Pictures of this kind are not uncommon in the lives of religious enthusiasts, but they usually have a very limited interest and importance. It is, however, scarcely an exaggeration to say that the scene which took place at that humble meeting in Aldersgate Street forms an epoch in English history. The conviction which then flashed upon one of the most powerful and most active intellects in England is the true source of English Methodism. Shortly before this, Charles Wesley, who had also fallen completely under the influence of Boehler, had passed through a similar change; and Whitefield, without ever adopting the dangerous doctrine of perfection which was so prominent in the Methodist teaching, was at a still earlier period an ardent preacher of justification by faith of the new birth. It was characteristic of John Wesley that ten days before his conversion he wrote a long, petulant, and dictatorial letter to his old master, William Law, reproaching him with having kept back from him the fundamental doctrine of Christianity, and intimating in strong and discourteous language his own conviction, and that of Boehler, that the spiritual condition of Law was a very dangerous one.

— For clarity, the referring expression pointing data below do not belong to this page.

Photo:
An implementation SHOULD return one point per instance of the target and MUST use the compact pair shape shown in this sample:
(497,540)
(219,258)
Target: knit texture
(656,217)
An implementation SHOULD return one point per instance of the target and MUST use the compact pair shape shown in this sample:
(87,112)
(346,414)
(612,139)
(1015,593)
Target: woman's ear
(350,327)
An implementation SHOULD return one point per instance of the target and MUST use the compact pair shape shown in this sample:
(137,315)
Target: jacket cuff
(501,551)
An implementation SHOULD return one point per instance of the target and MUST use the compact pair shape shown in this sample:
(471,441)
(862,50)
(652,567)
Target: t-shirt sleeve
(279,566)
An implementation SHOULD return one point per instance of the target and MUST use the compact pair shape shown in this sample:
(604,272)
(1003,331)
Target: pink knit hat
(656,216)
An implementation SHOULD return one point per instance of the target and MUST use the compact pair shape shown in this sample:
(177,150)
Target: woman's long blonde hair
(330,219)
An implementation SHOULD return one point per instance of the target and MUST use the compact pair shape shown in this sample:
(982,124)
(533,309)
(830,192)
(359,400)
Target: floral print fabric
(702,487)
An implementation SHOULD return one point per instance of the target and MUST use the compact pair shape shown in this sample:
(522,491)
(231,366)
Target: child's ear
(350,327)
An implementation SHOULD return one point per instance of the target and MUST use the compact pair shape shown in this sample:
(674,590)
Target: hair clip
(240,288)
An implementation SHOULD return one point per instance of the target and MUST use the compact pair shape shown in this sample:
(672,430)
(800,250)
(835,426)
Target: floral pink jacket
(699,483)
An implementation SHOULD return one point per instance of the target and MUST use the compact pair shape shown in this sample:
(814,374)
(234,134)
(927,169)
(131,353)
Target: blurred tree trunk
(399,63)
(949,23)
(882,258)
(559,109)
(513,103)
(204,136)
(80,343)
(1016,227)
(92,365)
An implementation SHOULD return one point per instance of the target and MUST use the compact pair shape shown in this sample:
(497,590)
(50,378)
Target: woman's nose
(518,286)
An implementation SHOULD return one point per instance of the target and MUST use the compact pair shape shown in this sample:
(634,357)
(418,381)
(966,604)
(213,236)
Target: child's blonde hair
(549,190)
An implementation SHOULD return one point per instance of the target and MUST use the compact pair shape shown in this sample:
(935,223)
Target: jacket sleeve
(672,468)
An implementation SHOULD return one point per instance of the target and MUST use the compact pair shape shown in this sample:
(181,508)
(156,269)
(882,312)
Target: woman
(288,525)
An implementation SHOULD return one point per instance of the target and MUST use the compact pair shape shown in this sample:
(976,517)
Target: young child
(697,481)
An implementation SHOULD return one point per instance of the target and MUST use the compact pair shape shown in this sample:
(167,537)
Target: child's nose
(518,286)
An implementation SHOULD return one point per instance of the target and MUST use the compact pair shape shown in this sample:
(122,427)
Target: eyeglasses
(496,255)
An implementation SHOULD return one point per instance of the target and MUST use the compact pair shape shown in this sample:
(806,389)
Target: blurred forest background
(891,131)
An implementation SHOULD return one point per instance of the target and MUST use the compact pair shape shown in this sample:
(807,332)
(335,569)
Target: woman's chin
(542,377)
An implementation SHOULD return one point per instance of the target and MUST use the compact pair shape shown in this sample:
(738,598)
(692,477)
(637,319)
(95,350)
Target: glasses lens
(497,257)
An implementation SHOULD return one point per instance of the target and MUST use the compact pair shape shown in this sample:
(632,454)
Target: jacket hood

It was no less characteristic of the indefatigable energy which formed another and a better side of his nature, that immediately after this change he started on a pilgrimage to Herrnhut, the head-quarters of Moravianism, in order that he might study to the best advantage what he now regarded as the purest type of a Christian church. He returned objecting to many things, but more than ever convinced of his new doctrine, and more than ever resolved to spend his life in diffusing it. In the course of 1738 the chief elements of the movement were already formed. Whitefield had returned from Georgia. Charles Wesley had begun to preach the doctrine with extraordinary effect to the criminals in Newgate and from every pulpit into which he was admitted. Methodist societies had already sprung up under Moravian influence. The design of each was to be a church within a church, a seed-plot of a more fervent piety, the centre of a stricter discipline and a more energetic propagandism, than existed in religious communities at large.